The reporter finished his bit, and now it was back to the experts and the minor showbiz personalities on the panel. One of these was saying something that was definitely slanted against the victim: “With all due respect to the young lady who was murdered, we’re only going to see more cases of a similar nature as long as this so-called compensated dating is allowed to continue among high-school girls, because although generally speaking these girls are just spoiled, selfish children, physically they’re adults, and I warn you that there’s no telling how bad things could get if we don’t clamp down and punish them accordingly, and of course I’m referring to the men who patronize these girls as well, they too are responsible for this state of affairs, and we need to let them know that they can and will be arrested, because if we let something like this go, if we turn a blind eye and don’t take action now, the next thing you know we truly will be like America—a society in chaos!”

The audience of housewives burst into applause. “They don’t have compensated dating in America,” Jun said. “I wonder what these geniuses would say if an American newspaper asked them to explain
why
Japanese high-school girls sell it.”

The word “America” brought me back to Frank. When we’d reached his hotel, he turned to me to say one last thing.

“I’ve been told I’m a very unusual case,” he said. “Normally you stop making new brain cells after a certain age, whereas the liver for example—or was it the stomach?—one of them makes millions of new cells every day, same with the skin, but the brain, after you’ve reached adulthood, all it does is lose cells. My doctor, however, says that in my case the brain may be creating new cells to replace the part that was cut out, which would mean that inside my head I have old cells and new ones mixing together. I think that’s why my memory gets so hazy sometimes, and my motor functions get all fouled up. I mean, that could explain it, don’t you think, Kenji?”

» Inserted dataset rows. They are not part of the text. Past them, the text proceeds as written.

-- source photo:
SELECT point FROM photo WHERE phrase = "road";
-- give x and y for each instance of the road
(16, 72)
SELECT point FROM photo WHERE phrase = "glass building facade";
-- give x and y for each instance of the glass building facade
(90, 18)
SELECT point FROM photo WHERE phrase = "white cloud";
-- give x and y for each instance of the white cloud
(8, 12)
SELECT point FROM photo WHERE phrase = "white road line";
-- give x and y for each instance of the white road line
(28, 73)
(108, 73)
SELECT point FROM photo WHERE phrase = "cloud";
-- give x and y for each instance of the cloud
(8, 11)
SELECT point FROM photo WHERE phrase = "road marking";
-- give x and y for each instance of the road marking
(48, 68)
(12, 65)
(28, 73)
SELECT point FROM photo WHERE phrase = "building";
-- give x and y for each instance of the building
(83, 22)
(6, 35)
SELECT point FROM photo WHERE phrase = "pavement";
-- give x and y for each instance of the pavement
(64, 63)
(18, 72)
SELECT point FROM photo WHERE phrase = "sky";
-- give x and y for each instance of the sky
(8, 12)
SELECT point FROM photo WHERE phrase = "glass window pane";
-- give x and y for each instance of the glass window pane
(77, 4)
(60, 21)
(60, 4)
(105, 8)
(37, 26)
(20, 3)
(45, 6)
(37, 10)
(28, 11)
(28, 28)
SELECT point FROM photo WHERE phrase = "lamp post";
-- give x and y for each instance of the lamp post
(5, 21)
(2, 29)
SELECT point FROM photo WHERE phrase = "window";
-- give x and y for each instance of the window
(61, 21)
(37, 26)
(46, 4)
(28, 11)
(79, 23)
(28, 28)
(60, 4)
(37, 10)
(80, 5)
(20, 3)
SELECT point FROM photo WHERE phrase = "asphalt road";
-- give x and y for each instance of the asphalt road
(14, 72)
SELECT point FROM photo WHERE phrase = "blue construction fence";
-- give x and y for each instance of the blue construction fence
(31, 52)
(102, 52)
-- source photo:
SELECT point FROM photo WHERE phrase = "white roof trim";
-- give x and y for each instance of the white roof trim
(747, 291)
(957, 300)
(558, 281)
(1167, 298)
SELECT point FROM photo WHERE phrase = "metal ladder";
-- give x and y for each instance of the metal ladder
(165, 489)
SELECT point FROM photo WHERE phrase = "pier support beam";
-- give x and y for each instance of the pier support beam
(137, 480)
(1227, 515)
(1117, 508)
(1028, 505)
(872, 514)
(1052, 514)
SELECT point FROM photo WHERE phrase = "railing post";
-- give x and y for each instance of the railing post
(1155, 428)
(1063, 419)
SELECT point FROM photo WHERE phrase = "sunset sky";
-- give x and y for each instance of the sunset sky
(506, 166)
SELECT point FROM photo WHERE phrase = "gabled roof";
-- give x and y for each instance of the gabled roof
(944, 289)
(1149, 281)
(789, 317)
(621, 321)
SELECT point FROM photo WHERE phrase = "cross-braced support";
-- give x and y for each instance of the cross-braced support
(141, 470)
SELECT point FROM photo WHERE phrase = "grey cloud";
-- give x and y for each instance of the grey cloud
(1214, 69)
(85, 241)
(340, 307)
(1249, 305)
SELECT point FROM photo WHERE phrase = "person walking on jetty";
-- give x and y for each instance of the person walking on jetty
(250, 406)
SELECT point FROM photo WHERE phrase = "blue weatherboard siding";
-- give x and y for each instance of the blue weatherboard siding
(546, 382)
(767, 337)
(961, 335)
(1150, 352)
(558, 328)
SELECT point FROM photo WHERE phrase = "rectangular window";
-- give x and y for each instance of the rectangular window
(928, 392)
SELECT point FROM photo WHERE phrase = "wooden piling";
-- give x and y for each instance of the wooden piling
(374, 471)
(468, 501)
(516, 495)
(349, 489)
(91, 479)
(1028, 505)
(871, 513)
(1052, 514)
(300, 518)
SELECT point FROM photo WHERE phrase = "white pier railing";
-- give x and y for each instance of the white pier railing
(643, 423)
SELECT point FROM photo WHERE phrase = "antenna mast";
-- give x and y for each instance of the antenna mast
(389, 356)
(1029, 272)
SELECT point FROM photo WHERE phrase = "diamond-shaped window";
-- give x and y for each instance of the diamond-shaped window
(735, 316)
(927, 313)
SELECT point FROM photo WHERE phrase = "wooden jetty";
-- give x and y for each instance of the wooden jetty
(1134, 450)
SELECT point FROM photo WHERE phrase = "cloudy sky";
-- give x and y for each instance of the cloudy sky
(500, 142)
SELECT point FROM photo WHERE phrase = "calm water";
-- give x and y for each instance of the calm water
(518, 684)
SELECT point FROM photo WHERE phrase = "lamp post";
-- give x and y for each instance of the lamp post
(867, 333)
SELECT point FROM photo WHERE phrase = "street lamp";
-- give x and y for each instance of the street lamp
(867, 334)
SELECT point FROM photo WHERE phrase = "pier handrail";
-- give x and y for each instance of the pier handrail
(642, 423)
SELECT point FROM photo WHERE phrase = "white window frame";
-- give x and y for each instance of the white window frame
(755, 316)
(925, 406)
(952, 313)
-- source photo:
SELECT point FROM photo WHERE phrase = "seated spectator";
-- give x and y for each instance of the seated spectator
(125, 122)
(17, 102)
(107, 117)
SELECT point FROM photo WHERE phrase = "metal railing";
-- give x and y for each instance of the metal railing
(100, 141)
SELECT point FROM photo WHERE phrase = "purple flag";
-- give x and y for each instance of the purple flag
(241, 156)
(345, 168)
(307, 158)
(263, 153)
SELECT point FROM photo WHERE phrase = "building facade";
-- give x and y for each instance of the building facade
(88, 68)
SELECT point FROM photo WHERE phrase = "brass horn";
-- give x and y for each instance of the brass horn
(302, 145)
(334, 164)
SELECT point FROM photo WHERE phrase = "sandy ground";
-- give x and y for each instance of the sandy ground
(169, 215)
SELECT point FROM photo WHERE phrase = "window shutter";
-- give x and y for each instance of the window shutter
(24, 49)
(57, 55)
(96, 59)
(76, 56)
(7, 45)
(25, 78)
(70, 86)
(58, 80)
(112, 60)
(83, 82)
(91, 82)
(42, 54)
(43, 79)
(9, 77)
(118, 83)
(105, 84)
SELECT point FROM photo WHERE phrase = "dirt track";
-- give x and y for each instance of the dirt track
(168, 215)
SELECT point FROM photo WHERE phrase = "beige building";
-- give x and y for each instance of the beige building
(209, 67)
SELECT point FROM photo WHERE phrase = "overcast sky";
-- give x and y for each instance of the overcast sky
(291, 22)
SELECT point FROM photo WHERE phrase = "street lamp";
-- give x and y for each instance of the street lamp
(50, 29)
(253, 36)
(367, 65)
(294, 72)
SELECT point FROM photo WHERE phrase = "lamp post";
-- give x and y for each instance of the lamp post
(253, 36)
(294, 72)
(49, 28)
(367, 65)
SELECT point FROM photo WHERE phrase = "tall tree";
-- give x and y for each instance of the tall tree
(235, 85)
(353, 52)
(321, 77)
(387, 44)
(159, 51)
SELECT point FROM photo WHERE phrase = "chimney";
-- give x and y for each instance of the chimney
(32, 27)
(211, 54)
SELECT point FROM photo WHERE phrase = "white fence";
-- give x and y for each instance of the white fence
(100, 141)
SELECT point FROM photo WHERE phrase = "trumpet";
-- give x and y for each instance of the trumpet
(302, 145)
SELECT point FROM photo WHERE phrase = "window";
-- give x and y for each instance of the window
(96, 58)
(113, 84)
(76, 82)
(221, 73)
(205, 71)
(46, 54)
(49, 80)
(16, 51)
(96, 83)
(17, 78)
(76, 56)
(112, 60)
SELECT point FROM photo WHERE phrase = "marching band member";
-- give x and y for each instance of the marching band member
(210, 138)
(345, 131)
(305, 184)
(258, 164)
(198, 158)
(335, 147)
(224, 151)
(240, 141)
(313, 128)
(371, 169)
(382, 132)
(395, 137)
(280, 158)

On TV they took a break from the schoolgirl murder and moved on to some news flashes. The first headline nearly made me spit out my last mouthful of noodles:
HOMELESS MAN FOUND TORCHED TO DEATH
.

“In other news, an unidentified body, burned beyond recognition, was found in a pay toilet in Shinjuku Central Park this morning. Discovered by city sanitation workers, the victim appeared to have been doused with a flammable substance and set on fire. The intensity of the fire was such that the concrete inner walls of the restroom were scorched and blackened, according to police. They are investigating the incident as a possible homicide. From the victim’s presumed belongings, which were piled in old shopping bags outside the restroom, he is believed to have been one of the homeless men who inhabit the park. Next, reporting from just outside the Japanese embassy in Lima, Peru, where the hostage crisis continues . . .”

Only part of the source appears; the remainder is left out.